Search code examples
javafileiorandom-accessrandomaccessfile

randomAccessFile.readLine() returns null after many uses even though not reaching EOF?


I have a file with 10K lines.

I read it in chunks of 200 lines.

I have a problem that after 5600 lines (chunk 28), randomAccessFile.readLine() returns null.

however, if i start reading from chunk 29 it reads another chunk and stops ( return null).
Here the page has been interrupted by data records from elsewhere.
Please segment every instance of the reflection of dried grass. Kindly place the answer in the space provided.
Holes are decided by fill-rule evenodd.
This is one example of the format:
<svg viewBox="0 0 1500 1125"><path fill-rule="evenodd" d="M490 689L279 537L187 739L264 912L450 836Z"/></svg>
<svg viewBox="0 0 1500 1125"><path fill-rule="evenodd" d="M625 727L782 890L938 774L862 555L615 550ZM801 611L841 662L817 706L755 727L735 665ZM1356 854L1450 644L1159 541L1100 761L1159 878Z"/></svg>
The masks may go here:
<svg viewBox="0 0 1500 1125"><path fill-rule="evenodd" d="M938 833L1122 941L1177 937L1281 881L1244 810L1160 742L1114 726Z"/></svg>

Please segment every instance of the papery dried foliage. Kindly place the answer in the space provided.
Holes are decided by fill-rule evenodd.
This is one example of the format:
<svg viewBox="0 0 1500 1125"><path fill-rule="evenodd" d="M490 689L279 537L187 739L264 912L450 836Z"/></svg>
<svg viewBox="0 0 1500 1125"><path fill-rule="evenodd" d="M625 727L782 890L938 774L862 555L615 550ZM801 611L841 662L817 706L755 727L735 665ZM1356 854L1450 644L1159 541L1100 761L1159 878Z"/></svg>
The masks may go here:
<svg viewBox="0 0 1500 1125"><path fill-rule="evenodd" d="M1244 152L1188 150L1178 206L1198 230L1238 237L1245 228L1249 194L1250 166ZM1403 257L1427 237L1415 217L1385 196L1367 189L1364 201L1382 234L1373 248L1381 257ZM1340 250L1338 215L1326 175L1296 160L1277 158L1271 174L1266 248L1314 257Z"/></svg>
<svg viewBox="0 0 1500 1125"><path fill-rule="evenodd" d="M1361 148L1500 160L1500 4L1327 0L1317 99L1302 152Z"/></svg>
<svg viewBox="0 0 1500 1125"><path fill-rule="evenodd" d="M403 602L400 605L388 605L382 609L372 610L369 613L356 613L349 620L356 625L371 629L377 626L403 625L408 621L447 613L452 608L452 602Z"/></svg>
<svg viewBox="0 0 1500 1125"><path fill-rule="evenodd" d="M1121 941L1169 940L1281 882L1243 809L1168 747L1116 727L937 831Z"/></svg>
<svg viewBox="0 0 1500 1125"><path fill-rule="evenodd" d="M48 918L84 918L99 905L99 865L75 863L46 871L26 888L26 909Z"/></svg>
I force reading from chunk 30, and again - it reads one chunk and stops.

this is my code:

private void addRequestsToBuffer(int fromChunkId, List<String> requests) {
    String line;
    while (requests.size() < chunkSizeInLines) {

        if ((line = readNextLine()) != null) {
            return;
        }
        int httpPosition = line.indexOf("http");
        int index = fromChunkId * chunkSizeInLines + requests.size();
        requests.add(index + ") " + line.substring(httpPosition));
    }


}

private String readNextLine() {
    String line;
    try {
        line = randomAccessFile.readLine();
        if (line == null) {
            System.out.println("randomAccessFile.readLine() returned null");
        }

    } catch (IOException ex) {
        ex.printStackTrace();
        throw new RuntimeException(ex);
    }
    return line;
}


@Override
public List<String> getNextRequestsChunkStartingChunkId(int fromChunkId) {
    List<String> requests = new ArrayList<>();
    int linesNum = 0;
    try {
        for (int i = 0; i < fromChunkId; i++) {
            while ((linesNum < chunkSizeInLines) && (randomAccessFile.readLine()) != null) {
                linesNum++;
            }
            linesNum = 0;
        }
        addRequestsToBuffer(fromChunkId, requests);
    } catch (IOException ex) {
        ex.printStackTrace();
        throw new RuntimeException(ex);
    }
    return requests;
}

what can cause this? randomAccessFile time out?


Solution

  • Each time you call getNextRequestsChunkStartingChunkId you're skipping the specified number of chunks, without "rewinding" the RandomAccessFile to the start. So for example, if you call:

    getNextRequestsChunkStartingChunkId(0);
    getNextRequestsChunkStartingChunkId(1);
    getNextRequestsChunkStartingChunkId(2);
    

    you'll actually read:

    • Chunk 0 (leaving the stream at the start of chunk 1)
    • Chunk 2 (leaving the stream at the start of chunk 3)
    • Chunk 5 (leaving the stream at the start of chunk 6)

    Options:

    • Read the chunks sequentially, without skipping anything
    • Rewind at the start of the method

    Unfortunately you can't use seek for this, because your chunks aren't equally sized, in terms of bytes.